Historical newspaper scraping with {tesseract} and R

(This article was first published on Econometrics and Free Software, and kindly contributed to R-bloggers)


I have been playing around with historical newspapers data for some months now. The “obvious” type of analysis
to do is NLP, but there is also a lot of numerical data inside historical newspapers.
For instance, you can find these tables that show the market prices of the day in the L’Indépendance Luxembourgeoise:

I wanted to see how easy it was to extract these tables from the newspapers and then make it available.
It was a bit more complicated than anticipated.

Download data

The first step is to download the data. For this, I have used the code @yvesmaurer which you
can find here. This code makes it easy to download individual
pages of certain newspapers,
for instance this one. The
pages I am interested in are pages 3, which contain the tables I need, for example
here.
@yvesmaurer’s code makes it easy to find the download links, which look like
this: https://iiif.eluxemburgensia.lu/iiif/2/ark:%2F70795%2F1drtkj%2Fpages%2F3/full/full/0/default.jpg. It is also possible to
crop the image by changing some parameters like so.
This is helpful, because it makes the image smaller. The tables I’m interested in are always in the last column, so I can can use
this feature to get smaller images. However, not every issue contains these tables, and I only want to download the ones
that have these tables. So I wrote the following code to download the images I’m interested in:

library(tidyverse)
library(magick)
library(tesseract)
library(furrr)

download_image <- function(link){

    print(link)

    isok <- image_read(link) %>%
        ocr(engine = "fra") %>%
        str_to_lower() %>%
        str_detect("marché de luxembourg")

    if(isok){
        date_link <- link %>%
            str_replace("pages%2f3", "pages%2f1") %>%
            str_replace("pct:74,0,100,100", "pct:76,1,17,5")
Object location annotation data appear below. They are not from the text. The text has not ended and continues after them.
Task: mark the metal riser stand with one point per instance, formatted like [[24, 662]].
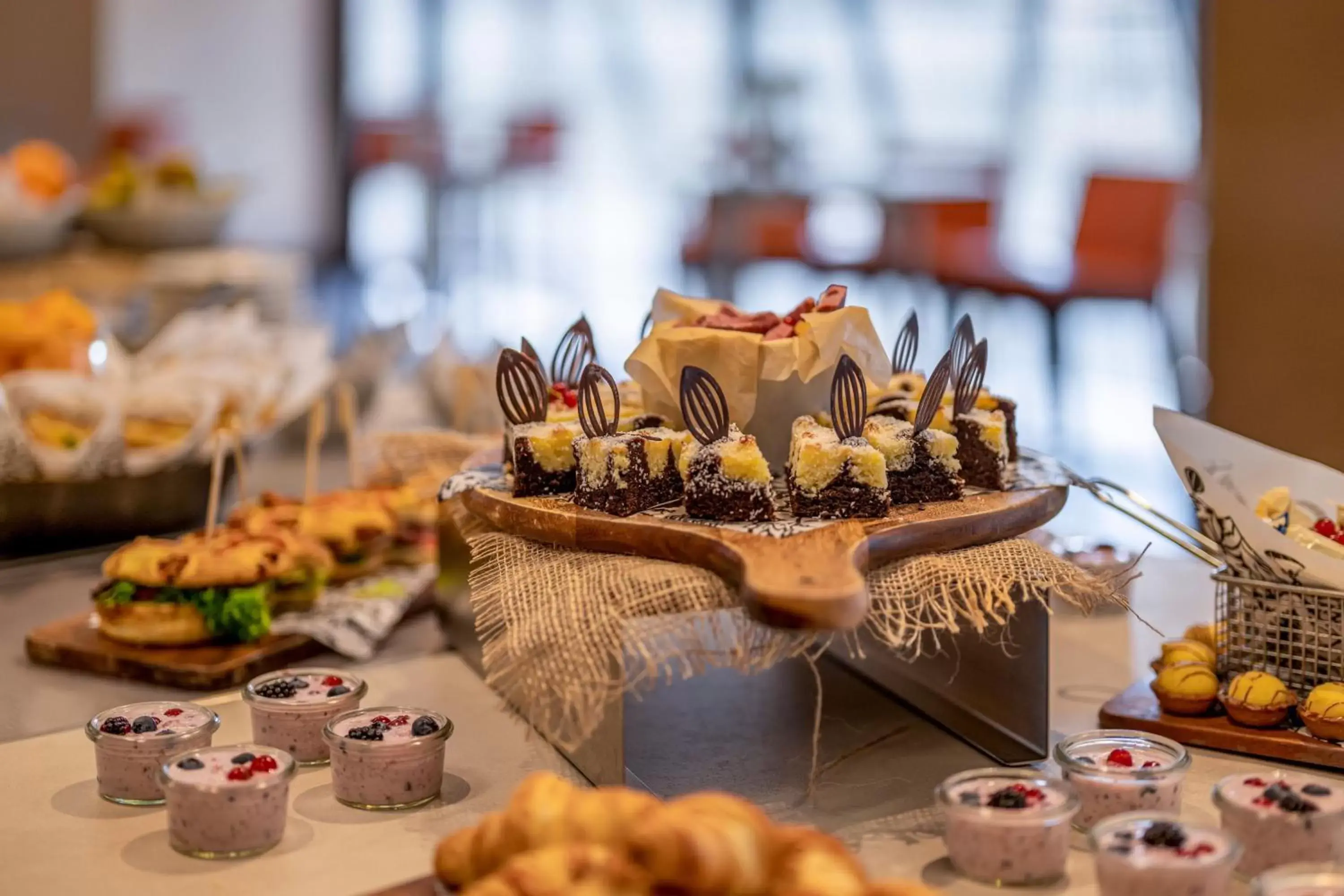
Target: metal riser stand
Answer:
[[988, 691]]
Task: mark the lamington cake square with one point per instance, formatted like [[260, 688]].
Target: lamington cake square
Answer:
[[831, 477], [983, 449], [726, 480], [628, 472], [543, 458], [921, 466]]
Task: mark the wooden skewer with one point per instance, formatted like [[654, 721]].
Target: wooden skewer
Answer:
[[217, 476], [349, 422], [240, 464], [316, 431]]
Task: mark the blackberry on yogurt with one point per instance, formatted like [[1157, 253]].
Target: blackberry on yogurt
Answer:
[[1006, 825], [1158, 855], [1121, 771], [382, 761], [132, 742], [1279, 821], [291, 707]]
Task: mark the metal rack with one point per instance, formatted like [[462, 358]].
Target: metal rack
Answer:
[[1293, 632]]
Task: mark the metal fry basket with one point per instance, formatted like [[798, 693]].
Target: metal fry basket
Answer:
[[1293, 632]]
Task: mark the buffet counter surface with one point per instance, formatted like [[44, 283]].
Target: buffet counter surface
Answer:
[[73, 841]]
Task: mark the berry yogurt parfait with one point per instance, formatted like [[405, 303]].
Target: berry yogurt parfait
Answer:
[[1120, 771], [228, 802], [388, 757], [131, 742], [291, 707], [1301, 879], [1281, 817], [1143, 853], [1007, 825]]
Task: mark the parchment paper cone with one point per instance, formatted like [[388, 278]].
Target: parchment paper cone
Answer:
[[768, 385]]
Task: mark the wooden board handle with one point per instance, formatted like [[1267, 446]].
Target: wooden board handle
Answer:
[[818, 585]]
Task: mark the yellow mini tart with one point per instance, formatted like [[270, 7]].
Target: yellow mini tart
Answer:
[[1205, 633], [1258, 700], [1323, 711], [1186, 688], [1176, 652]]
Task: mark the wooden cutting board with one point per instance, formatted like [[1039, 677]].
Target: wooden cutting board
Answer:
[[74, 644], [1137, 708], [812, 579]]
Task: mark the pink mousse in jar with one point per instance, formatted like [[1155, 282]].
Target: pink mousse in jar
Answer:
[[388, 757], [1007, 825], [291, 707], [1301, 879], [228, 802], [1121, 771], [134, 741], [1156, 855], [1281, 817]]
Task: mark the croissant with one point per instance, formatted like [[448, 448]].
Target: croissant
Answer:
[[815, 864], [565, 870], [706, 844], [545, 810]]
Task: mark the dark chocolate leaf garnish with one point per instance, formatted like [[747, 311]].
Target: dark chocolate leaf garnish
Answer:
[[971, 378], [522, 392], [592, 410], [849, 400], [531, 353], [574, 354], [703, 406], [908, 346], [932, 400], [963, 343]]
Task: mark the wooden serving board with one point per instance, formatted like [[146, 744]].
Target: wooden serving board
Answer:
[[811, 579], [1137, 708], [74, 644]]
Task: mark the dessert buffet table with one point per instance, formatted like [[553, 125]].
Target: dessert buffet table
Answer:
[[878, 800]]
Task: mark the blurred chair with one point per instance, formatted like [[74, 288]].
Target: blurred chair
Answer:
[[1120, 250], [744, 228]]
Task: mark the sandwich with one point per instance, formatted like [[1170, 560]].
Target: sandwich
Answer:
[[300, 587], [191, 590], [354, 526], [416, 512]]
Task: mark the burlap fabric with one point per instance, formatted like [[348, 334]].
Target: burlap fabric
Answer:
[[568, 632]]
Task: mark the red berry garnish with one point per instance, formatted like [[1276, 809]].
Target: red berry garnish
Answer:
[[264, 763], [1120, 758]]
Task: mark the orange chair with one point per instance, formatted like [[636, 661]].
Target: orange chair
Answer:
[[744, 228]]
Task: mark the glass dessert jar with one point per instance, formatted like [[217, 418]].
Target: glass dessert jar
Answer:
[[1143, 853], [289, 708], [1281, 817], [228, 802], [1007, 825], [1120, 771], [1301, 879], [388, 757], [134, 741]]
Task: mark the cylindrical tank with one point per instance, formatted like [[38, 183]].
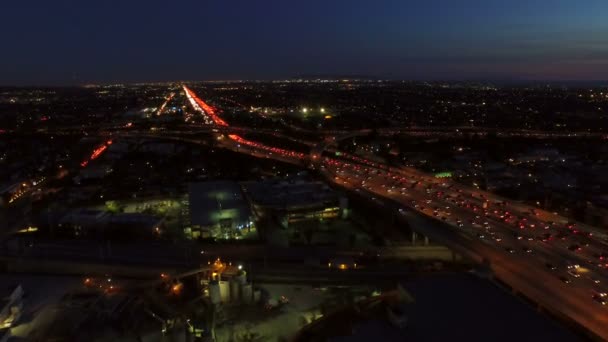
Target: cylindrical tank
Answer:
[[241, 277], [235, 288], [225, 291], [257, 295], [247, 293], [214, 292]]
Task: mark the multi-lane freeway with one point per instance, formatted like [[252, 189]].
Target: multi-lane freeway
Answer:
[[560, 265]]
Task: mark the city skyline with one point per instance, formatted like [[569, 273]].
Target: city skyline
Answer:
[[69, 43]]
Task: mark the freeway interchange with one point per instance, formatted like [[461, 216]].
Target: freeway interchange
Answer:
[[560, 265]]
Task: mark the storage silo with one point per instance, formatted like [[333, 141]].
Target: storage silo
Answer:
[[235, 289], [247, 293], [224, 291], [215, 292]]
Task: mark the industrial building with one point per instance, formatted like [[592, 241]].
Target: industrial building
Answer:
[[98, 223], [295, 200], [217, 209]]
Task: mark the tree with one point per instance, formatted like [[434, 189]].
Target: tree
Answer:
[[113, 207]]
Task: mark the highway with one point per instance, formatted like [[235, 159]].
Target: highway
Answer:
[[558, 264]]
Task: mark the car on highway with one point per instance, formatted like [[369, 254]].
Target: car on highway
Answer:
[[574, 273], [599, 299]]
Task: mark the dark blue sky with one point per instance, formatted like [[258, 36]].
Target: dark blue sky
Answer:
[[75, 42]]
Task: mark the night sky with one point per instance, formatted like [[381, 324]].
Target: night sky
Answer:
[[89, 41]]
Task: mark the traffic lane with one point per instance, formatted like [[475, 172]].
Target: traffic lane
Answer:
[[585, 294]]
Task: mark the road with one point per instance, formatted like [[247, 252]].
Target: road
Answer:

        paper_date <- image_read(date_link) %>%
            ocr(engine = "fra") %>%
            str_squish() %>%
            str_remove("%") %>%
            str_remove("&") %>%
            str_remove("/")

        ark <- link %>%
            str_sub(53, 60)

        download.file(link, paste0("indep_pages/", ark, "-", paper_date, ".jpg"))
    } else {
        NULL
        }
}

This code only downloads
an image if the ocr() from the {tesseract} (which does, you guessed it, OCR) detects the string “marché de luxembourg” which
is the title of the tables. This is a bit extreme, because if a single letter cannot be correctly detected by the OCR, the page will not
be downloaded. But I figured that if this string could not be easily recognized, this would be a canary telling me that the text
inside the table would also not be easily recognized. So it might be extreme, but my hope was that it would make detecting
the table itself easier. Turned out it wasn’t so easy, but more on this later.

Preparing images

Now that I have the images, I will prepare them to make character recognition easier. To do this, I’m using the {magick}
package:

library(tidyverse)
library(magick)
library(tesseract)
library(furrr)

prepare_image <- function(image_path){
    image <- image_read(image_path)

    image <- image %>%
        image_modulate(brightness = 150) %>%
        image_convolve('DoG:0,0,2', scaling = '1000, 100%') %>%
        image_despeckle(times = 10)

    image_write(image, paste0(getwd(), "/edited/", str_remove(image_path, ".jpg"), "edited.jpg"))
}


image_paths <- dir(path = "indep_pages", pattern = "*.jpg", full.names = TRUE)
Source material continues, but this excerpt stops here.